What followed the question was a horrid, empty silence. It's not that I didn't want to talk about it, I just didn't know how to respond. "No. At least, I don't think so. I really don't know." I watched Jisung walk over to my bed and sit down, the bed creaking under his weight. 

"He wasn't alone, was he? At least tell me that." I shook my head, quick to give him some relief. 

"No, I... I was there when it happened." He didn't respond. "I just wish you could've had a chance to say goodbye." His sad eyes looked up to meet mine, which were already brimmed with tears. But his eyes. They were so cold and it wasn't hard to tell that he had put the wall I had tried so hard to break down right back up. 

"I did." His eyes flickered to my window with its curtains pulled back, revealing the bright moon, it's reflection dancing in his dark eyes. "That one day, when he came running out of the hospital to check on you. I said all I needed to say." 

"That can't be true. He was your brother, Jisung. You can't end it with a lie."

He scoffed. "What are you talking about?"

The attitude in his voice scared me, but I was tired of swallowing my words, I was tired of keeping my mouth shut. "The last thing you ever said to your brother, your own flesh and blood, was a lie."

He put his head in his hands and groaned. "God, Y/N, who cares?"

"I care, Jisung! I care. Felix cares." His eyes returned to my tear covered face, his hands falling into his lap. "You might not want to admit, but you know. We care, Jisung. We have always cared. I-There were nights when I could hardly sleep because I didn't know where you were or if you were okay. Caring about you is the biggest pain in the ass, but-"

"Then why do you? Why are you still standing here when you can catch the first bus to god-knows-where? Why don't you just get the fuck out of this town?"

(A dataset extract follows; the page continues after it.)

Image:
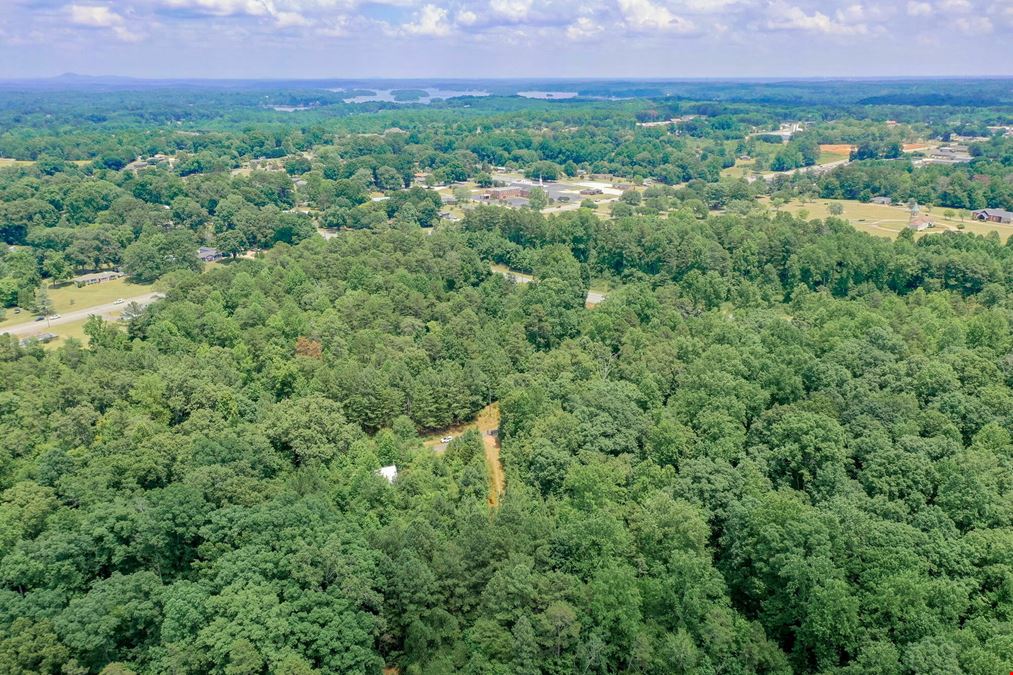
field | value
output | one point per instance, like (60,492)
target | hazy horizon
(504,39)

I tried to hold back the tears that kept spilling from my eyes. "I don't know."

"Exactly! So, just-"

"But I do know that I love you, Jisung." I couldn't gain enough courage to look at him. "The same way I loved Felix, maybe even more, and there is something inside of me that doesn't want to let you go." I wrap my arms around myself, as if to shield myself from the world around me. "I never wanted you to come over, I was afraid of what I might do. When I'm around you, I'm never really myself and I no longer have control of my words. But we both lost someone, Jisung, and in the midst of this grief that we feel, we don't deserve to be alone." My eyes flicker to his just for a moment, but I couldn't bare to face that blank, grey wall anymore, so my gaze fell to the floor. 

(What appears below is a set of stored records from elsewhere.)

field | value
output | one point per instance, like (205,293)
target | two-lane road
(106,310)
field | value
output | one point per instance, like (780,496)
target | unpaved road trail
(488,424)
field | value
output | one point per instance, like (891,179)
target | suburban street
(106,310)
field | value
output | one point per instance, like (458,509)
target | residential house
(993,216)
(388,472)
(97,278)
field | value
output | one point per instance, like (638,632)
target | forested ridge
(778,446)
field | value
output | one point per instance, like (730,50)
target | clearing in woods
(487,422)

"What did you say to him? When you were visiting him today?"

A sad smile spread across my face. "Everything I never got to say, but there is still so much I want to tell him." Not knowing whether my body could stand the weight of the emotions I had put on it, I sat down on the bed, next to him. "It's weird. Everything was so much brighter when he was here, but now the world just seems so...."

"Dull?"

"No." I shut the plain word down immediately. "Just kind of empty. Like, whenever I go out onto the fire escape, I always expect him to be out there, writing in his journal."

"But he's not."

I shake my head, a tear falling onto the wooden floor. "He's not and, now, I don't know what to do."

"Jesus, Y/N. You act like everything revolves around him." He rolls his eyes. 

"Doesn't it? He's the reason I met you Jisung, he's the reason I fell in love, he's the reason I ran into that god damn house, knowing the it was going to collapse at any second. Ever since I moved, everything has been him." I take a deep breath. "And it feels weird not having him here."

"To me, it sounds like you could use a break from Felix. You can't let him control your life, Y/N. The only person who gets to do that is you." He stands up, crossing his arms over his chest. "Get out of this house, Y/N. Go meet some guy at some charming cafe. Live the life you are meant to live, not this one."

He crosses the room to the door. "What's wrong with this life?"

He doesn't even turn to look at me as he says, "This one won't end with happy ending."